Warning: Contains spoilers
There’s a scene in The Bone Temple in which a character dressed in a blonde wig, shell suit and fairy wings does the Dipsy dance from Teletubbies, wiggling their bum as horrified bystanders await being skinned alive.
Such is the disorientating sadism of Nia DaCosta’s entry into the 28 Years trilogy: a brutal but beautiful film that brazenly clings to kindness in a world corrupted by rage and nostalgic rot.
When we’re reunited with our young hero Spike (Alfie Williams), who last chose to remain on the mainland after his mother’s death, things aren’t looking good. He’s been abducted into a violent gang known as the Jimmies, led by slimy Sir Jimmy Crystal (Jack O’Connell, once again proving his aptitude for playing cold-blooded cult leaders).
Jimmy is crazy. Not in a fun, kooky way, but in a the-devil-is-my-father-and-asked-me-to-sacrifice-people kind of way. He calls it “charity”, instructing his followers to disembowel uninfected humans for “Old Nick”, who he also believes was responsible for the Rage Virus.

Meanwhile, Ian Kelson (Ralph Fiennes), a lone doctor who spends his days polishing bones for his ossuary, forms an unexpected bond with a spine-ripping Alpha (Chi Lewis-Parry), now addicted to the morphine shots Kelson uses for defence.
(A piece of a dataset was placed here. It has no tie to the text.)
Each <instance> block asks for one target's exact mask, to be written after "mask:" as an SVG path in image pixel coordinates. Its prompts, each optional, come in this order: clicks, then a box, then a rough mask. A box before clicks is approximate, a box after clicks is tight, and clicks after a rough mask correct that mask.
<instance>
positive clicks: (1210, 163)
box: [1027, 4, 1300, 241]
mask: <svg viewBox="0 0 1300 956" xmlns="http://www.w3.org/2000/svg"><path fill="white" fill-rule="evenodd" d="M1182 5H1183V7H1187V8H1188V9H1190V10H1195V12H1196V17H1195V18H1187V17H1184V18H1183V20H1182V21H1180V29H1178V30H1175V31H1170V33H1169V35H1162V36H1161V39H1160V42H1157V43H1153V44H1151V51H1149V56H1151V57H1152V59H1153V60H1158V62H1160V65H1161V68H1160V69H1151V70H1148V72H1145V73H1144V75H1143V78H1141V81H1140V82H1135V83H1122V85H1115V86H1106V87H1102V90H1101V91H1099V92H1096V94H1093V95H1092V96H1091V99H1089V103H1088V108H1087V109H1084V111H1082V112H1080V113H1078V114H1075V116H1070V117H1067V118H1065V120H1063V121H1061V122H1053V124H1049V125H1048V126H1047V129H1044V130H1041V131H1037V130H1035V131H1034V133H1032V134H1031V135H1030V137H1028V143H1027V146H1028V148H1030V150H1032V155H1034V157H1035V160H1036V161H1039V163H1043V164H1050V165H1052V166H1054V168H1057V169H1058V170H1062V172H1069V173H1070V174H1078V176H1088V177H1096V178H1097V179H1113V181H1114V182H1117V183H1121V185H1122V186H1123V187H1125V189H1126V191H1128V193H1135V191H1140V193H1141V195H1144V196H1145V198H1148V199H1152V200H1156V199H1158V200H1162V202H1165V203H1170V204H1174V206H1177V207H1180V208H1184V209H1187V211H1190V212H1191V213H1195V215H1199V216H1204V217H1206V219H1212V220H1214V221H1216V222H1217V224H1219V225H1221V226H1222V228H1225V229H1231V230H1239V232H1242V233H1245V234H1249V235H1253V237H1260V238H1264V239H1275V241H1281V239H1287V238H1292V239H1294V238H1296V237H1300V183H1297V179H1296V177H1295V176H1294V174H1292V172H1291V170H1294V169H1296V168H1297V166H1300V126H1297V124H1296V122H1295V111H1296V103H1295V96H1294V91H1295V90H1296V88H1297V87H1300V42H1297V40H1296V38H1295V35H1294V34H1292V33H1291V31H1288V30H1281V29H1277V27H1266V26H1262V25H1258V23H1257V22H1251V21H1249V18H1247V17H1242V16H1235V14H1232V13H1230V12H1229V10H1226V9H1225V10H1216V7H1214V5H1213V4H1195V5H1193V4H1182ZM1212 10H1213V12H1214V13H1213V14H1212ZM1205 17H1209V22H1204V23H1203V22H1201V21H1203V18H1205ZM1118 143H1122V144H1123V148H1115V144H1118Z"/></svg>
Together, the pair get high, stargaze and dance to ‘80s music in strange, sweet spells of reprieve.
This two-pronged narrative structure plays out with volatile juxtaposition, humanity’s capacity for good and evil eventually colliding in a barnstorming dance with the devil (to Iron Maiden, no less).
Much like 28 Years Later, The Bone Temple feels far removed from its predecessors. The fuzzy footage and jittery grit of 2002’s 28 Days Later has been replaced with visuals so crisp and colourful they seem to bulge through the screen with sensory verve.
Then there are the zombies with zoomies – once core to the franchise’s fear factor, now merely a background inconvenience as worse terrors emerge.
The Rage Virus, now contained within a quarantined British Isles, has not only spawned several new evolutions of the Infected, but also a patchwork of survivors struggling to find purpose without order. Some cling to the things that once made them human, like Kelson with his record-filled bunker, while others are reshaped into a different kind of monster, like Sir Jimmy and his delusion-led killing sprees.
It’s here that the film reveals how tragedy can give rise to dangerous belief systems, weaving a web of interconnecting characters whose inner lives layer the apocalyptic landscape with emotional and thematic depth.
In an age of endless reboots, remakes and spin-offs, writer Alex Garland has managed what so few others have: a sequel that enriches its pre-existing franchise by daring to reflect the real world’s darkness.
Still frozen in the 2000s, the film allows us to measure our own experiences against those of its characters, using nostalgia to explore how people lose themselves in rose-tinted memories.
From Sir Jimmy’s seeming idolisation of a disgraced TV presenter, to the abandoned train carriage where Samson the Alpha recounts a long-lost memory – the husks of the past are everywhere, haunted by an unknown future.
Under DaCosta’s confident direction, the film becomes darker and weirder than ever before, with slow burn dread favoured over jump scares, and a tone that oscillates between gruesome grit and magical realism – reminiscent of Love Lies Bleeding‘s hulking finale.
Anchored by a knock-out performance by Ralph Fiennes, The Bone Temple blazes into what feels like psychosis; the striking set pieces, anachronistic soundtrack and costumed villainy manifesting as a surreal sort of Cirque du Satan.
Some might lament the lack of development given to Spike, whose coming-of-age arc laid the previous film’s emotional foundations. But this restraint feels necessary for a trilogy whose impact lives in its encounters along the way.
Every character introduced so far, no matter how minor, has been a clue towards a new direction. And as the film’s ending reveals, we’re finally headed full circle – back to where it all began…
Although we’ll have to wait a while. The conclusion is rumoured for release in 2027, with Danny Boyle returning to the helm.
Until then, the series’ power exists in the unsettling questions it leaves behind. We’d all like to believe that, if faced with similar circumstances, we’d be ok. That we wouldn’t turn to violence or self-destruction. But if living through a real-world pandemic taught us anything, it’s that people’s beliefs rarely align with the truth.
Pain begets pain, which in turn leads to blame, and the divide between kindness and cruelty widens.
As Dr Kelson says, “no one is Old Nick. There’s just us.”